SEATTLE -- When it comes to homegrown pitching prospects, former Oregon State standout Andrew Moore fits the bill on two fronts for the Mariners.
For starters, he's a Northwest kid who grew up in Eugene, Ore., watching the Mariners on television and occasionally making the trek to Safeco Field to watch Jamie Moyer and later Felix Hernandez. But he's also one of the few top-flight pitching prospects remaining who was drafted or signed and developed by Seattle after general manager Jerry Dipoto traded away Ryan Yarbrough and Luiz Gohara last Wednesday on the heels of Andrew Kittredge and Dylan Thompson on Nov. 18.
Moore is fairly new to the Mariners himself, having been selected in the 2015 Draft with the 72nd overall pick -- a Competitive Balance Round B selection after the second round -- following an outstanding career as a three-year starter at Oregon State. But he quickly impressed the Mariners with a strong campaign last year, moving swiftly from Class A Advanced Bakersfield to Double-A Jackson, going a combined 12-4 with a 2.65 ERA in 28 starts to be named the franchise's Minor League Pitcher of the Year.
Moore, the Mariners' No. 8 prospect per MLBPipeline.com, will be invited to big league camp in February and he most likely will start the year with Triple-A Tacoma -- a phone call away from a potential promotion should anything go awry in Seattle's veteran five-man rotation.
But the 22-year-old right-hander isn't getting caught up in that, sticking with the advice that former Mariners pitching coordinator Rick Waits offered last year when he told him to just keep throwing the way he did at Oregon State, learn as much as possible along the way and let everything else take care of itself.

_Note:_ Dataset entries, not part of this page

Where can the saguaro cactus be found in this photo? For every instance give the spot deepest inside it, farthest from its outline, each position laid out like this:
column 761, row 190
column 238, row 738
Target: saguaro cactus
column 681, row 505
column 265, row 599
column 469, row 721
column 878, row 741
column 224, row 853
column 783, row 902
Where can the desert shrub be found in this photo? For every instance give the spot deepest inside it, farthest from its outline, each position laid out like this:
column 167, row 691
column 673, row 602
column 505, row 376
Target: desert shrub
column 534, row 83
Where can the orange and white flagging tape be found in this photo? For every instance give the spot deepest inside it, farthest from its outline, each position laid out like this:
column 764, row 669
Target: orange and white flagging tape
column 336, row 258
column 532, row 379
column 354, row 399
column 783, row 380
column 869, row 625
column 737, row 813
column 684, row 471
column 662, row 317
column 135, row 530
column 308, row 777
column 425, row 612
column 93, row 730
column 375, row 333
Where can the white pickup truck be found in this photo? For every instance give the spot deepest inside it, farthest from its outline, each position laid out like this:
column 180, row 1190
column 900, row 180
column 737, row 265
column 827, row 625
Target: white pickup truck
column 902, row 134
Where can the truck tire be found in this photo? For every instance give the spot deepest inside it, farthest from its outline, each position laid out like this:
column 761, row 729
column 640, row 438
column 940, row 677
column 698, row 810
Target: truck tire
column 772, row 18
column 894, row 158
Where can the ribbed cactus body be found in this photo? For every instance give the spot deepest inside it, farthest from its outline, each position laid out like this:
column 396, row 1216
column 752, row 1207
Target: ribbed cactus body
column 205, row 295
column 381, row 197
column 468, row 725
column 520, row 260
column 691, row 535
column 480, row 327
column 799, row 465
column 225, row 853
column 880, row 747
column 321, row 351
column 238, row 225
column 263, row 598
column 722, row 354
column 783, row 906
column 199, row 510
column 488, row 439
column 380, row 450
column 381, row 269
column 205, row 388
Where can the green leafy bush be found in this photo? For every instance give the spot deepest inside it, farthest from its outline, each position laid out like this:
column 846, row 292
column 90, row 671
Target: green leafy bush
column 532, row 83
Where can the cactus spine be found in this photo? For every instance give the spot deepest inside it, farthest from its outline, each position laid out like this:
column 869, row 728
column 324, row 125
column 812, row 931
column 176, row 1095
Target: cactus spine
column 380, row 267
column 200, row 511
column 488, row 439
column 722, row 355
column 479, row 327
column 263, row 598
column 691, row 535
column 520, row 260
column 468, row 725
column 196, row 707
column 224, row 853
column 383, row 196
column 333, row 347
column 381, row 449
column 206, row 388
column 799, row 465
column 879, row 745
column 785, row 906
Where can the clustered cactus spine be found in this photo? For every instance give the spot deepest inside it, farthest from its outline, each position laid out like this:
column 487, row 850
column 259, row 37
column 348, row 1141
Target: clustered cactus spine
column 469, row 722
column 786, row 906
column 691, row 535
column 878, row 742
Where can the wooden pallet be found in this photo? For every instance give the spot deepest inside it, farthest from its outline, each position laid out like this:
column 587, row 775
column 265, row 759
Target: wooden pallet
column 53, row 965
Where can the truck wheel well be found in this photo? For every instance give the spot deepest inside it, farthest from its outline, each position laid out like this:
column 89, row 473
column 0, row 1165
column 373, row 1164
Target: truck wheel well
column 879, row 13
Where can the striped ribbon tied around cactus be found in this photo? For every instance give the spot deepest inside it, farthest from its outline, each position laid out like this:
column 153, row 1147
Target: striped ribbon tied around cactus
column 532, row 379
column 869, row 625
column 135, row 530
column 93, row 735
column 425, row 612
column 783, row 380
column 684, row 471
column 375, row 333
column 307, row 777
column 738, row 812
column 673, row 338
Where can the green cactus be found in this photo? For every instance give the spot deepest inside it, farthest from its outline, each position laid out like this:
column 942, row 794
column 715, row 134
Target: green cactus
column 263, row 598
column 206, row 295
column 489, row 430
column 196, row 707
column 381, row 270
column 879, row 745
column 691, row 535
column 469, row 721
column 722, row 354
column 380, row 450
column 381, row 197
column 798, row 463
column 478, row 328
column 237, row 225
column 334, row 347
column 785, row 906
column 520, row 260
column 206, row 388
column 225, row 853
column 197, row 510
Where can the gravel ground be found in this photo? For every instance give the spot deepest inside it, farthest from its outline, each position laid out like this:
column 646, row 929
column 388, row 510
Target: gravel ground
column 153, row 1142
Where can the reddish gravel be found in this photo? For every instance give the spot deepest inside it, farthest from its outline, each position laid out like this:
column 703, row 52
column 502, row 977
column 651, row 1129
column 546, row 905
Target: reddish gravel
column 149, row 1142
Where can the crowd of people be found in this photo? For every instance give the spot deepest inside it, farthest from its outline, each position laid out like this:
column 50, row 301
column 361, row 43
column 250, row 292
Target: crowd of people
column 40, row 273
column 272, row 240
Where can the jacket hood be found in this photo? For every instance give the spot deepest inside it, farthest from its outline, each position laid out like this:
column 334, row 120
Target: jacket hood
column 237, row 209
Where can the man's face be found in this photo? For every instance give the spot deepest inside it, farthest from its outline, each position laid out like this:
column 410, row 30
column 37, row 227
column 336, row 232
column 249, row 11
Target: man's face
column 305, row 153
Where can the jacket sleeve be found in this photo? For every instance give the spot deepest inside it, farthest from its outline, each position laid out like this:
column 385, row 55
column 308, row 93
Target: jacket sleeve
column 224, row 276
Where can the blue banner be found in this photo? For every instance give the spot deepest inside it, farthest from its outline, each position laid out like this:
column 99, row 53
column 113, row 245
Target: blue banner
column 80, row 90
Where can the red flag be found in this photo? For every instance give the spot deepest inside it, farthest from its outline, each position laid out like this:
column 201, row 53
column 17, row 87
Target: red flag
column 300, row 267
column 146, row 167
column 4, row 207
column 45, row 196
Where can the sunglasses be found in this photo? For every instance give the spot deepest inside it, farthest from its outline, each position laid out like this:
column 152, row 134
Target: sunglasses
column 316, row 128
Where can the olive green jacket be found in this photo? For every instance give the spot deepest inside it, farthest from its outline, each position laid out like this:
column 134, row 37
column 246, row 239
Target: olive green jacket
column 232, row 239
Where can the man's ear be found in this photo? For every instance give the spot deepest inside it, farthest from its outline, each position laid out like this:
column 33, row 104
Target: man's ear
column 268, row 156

"That how I look at it going forward, where every day I'm just trying to become a better pitcher, wherever that might be," Moore said recently at the MLB Rookie Career Development Program in Leesburg, Va. "Whatever I end up, I'll compete there."

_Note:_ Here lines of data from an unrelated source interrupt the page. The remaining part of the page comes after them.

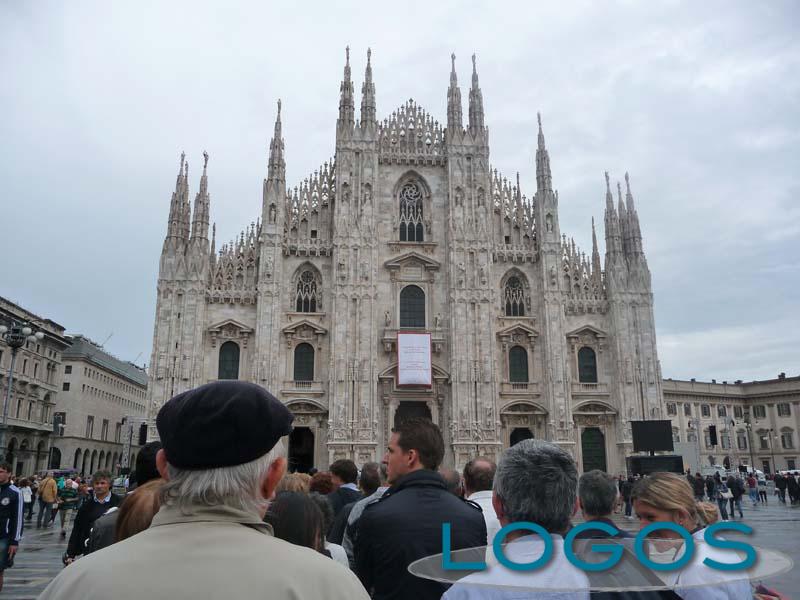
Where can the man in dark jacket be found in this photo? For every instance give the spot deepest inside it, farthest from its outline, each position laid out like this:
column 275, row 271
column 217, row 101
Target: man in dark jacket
column 100, row 501
column 699, row 485
column 11, row 509
column 406, row 523
column 344, row 474
column 104, row 530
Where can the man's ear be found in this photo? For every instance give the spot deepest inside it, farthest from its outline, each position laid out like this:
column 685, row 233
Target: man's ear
column 276, row 471
column 161, row 464
column 497, row 504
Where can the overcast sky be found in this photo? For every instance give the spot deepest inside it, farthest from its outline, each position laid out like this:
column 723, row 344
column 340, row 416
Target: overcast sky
column 700, row 102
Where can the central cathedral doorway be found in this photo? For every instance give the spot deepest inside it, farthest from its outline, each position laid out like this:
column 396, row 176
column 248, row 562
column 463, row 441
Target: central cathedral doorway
column 301, row 450
column 519, row 434
column 593, row 448
column 408, row 409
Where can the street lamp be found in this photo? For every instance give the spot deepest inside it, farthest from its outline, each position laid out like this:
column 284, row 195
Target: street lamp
column 749, row 428
column 15, row 336
column 772, row 450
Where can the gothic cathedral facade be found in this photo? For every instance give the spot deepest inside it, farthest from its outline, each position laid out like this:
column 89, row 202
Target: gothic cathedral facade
column 408, row 227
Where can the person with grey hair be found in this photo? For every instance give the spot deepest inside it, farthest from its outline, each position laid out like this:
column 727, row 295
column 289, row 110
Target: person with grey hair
column 222, row 459
column 535, row 482
column 597, row 495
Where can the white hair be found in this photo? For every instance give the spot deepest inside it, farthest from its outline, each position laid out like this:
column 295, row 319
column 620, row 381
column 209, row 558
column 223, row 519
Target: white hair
column 236, row 487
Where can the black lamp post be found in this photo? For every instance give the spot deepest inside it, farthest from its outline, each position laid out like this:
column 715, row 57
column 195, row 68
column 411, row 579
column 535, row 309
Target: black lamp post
column 15, row 336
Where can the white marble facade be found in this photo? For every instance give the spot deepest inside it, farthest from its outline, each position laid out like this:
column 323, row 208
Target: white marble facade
column 309, row 296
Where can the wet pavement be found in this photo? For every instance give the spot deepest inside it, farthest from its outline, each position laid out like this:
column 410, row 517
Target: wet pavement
column 776, row 526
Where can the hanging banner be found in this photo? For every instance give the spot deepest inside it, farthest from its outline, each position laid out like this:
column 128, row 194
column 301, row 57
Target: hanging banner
column 414, row 359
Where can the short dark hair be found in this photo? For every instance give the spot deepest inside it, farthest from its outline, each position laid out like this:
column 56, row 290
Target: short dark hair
column 452, row 479
column 597, row 491
column 102, row 475
column 146, row 463
column 345, row 469
column 479, row 474
column 296, row 518
column 370, row 479
column 424, row 436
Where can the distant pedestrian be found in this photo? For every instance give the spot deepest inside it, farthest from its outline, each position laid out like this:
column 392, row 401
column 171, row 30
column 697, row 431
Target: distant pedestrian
column 344, row 475
column 762, row 490
column 67, row 504
column 334, row 549
column 780, row 487
column 452, row 479
column 478, row 479
column 699, row 486
column 626, row 491
column 27, row 497
column 736, row 487
column 752, row 489
column 11, row 518
column 322, row 483
column 102, row 499
column 48, row 496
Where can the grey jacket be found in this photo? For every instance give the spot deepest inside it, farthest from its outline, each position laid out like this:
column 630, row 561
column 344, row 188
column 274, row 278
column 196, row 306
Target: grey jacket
column 214, row 552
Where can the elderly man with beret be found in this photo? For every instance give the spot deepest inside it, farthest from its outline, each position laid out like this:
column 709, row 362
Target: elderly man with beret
column 222, row 459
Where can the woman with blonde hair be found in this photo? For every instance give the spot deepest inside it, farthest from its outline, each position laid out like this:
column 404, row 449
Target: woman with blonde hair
column 668, row 498
column 293, row 482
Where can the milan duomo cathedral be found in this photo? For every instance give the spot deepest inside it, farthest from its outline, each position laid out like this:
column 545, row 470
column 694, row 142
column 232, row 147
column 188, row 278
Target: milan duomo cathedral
column 409, row 227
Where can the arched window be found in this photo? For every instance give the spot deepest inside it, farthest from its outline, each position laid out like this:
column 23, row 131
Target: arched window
column 228, row 361
column 514, row 296
column 306, row 298
column 304, row 362
column 411, row 226
column 587, row 365
column 412, row 307
column 518, row 365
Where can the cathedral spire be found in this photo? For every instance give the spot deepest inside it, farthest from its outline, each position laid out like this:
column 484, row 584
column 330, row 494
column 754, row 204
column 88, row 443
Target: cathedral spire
column 346, row 103
column 633, row 218
column 368, row 94
column 544, row 179
column 453, row 99
column 174, row 223
column 276, row 170
column 202, row 206
column 475, row 102
column 595, row 253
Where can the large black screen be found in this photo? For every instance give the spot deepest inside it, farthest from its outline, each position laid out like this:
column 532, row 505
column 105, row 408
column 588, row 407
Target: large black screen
column 652, row 435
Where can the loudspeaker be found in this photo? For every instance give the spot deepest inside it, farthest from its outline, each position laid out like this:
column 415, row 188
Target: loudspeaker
column 142, row 434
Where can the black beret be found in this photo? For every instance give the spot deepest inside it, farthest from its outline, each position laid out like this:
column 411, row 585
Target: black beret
column 221, row 424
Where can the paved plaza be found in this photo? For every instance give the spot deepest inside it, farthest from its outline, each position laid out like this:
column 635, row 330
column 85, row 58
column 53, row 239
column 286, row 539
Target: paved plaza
column 39, row 560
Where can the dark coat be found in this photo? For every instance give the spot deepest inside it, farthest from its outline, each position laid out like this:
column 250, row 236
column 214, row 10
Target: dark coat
column 341, row 497
column 336, row 534
column 87, row 514
column 406, row 525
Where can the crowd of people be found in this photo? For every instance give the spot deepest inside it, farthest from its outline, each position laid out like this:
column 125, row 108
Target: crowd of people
column 215, row 514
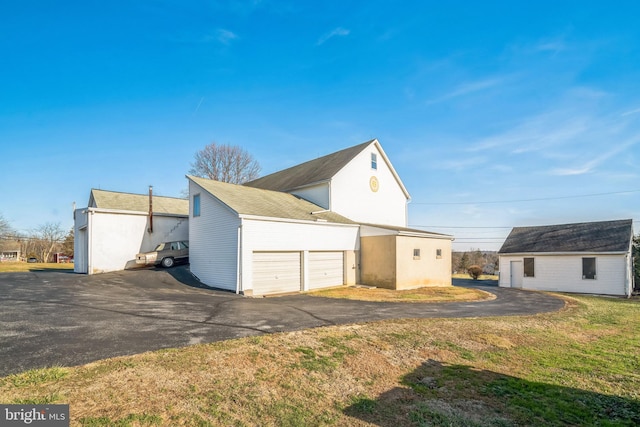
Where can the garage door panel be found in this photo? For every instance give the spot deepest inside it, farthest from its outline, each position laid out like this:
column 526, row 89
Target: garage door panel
column 276, row 272
column 326, row 269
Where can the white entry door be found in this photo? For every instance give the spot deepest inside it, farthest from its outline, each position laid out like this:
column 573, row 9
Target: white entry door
column 517, row 273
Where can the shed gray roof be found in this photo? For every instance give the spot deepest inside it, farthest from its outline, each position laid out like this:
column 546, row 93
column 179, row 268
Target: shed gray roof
column 138, row 202
column 317, row 170
column 602, row 236
column 274, row 204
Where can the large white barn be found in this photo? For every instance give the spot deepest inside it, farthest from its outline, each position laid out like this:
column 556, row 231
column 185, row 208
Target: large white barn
column 339, row 219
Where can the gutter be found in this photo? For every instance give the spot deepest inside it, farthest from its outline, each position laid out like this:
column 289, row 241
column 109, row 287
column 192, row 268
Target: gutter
column 239, row 261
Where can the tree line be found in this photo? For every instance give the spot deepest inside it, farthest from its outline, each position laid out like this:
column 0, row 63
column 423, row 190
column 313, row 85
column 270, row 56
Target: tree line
column 486, row 260
column 41, row 243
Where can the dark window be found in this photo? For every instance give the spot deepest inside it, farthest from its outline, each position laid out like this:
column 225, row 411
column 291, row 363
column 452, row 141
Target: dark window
column 529, row 267
column 588, row 268
column 196, row 205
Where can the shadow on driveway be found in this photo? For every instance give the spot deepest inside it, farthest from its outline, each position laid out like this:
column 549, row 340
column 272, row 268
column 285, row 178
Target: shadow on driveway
column 51, row 319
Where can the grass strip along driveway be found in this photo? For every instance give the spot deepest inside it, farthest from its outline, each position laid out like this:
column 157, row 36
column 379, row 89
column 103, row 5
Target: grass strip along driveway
column 579, row 366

The 6-foot, 185-pound Moore isn't an imposing physical presence on the mound, but he knows how to pitch and combines excellent fastball command with a good changeup and a slider to keep hitters off balance.
"I think my velo was better at the end of the year than it was at the beginning, and that came from working with the strength coaches and keeping up my strength and mobility through the length of the season," Moore said at the end of his 2016 campaign during a Safeco Field stop to accept his Pitcher of the Year honor.
"I don't think size plays into it a whole lot," he said. "It's just about getting outs, and that's all I try to do. I'm not thinking about my size when I'm out there, I'm just trying to compete and have fun to the best of my ability."
Moore met Moyer midway through last season, and he said that conversation was a definite boost.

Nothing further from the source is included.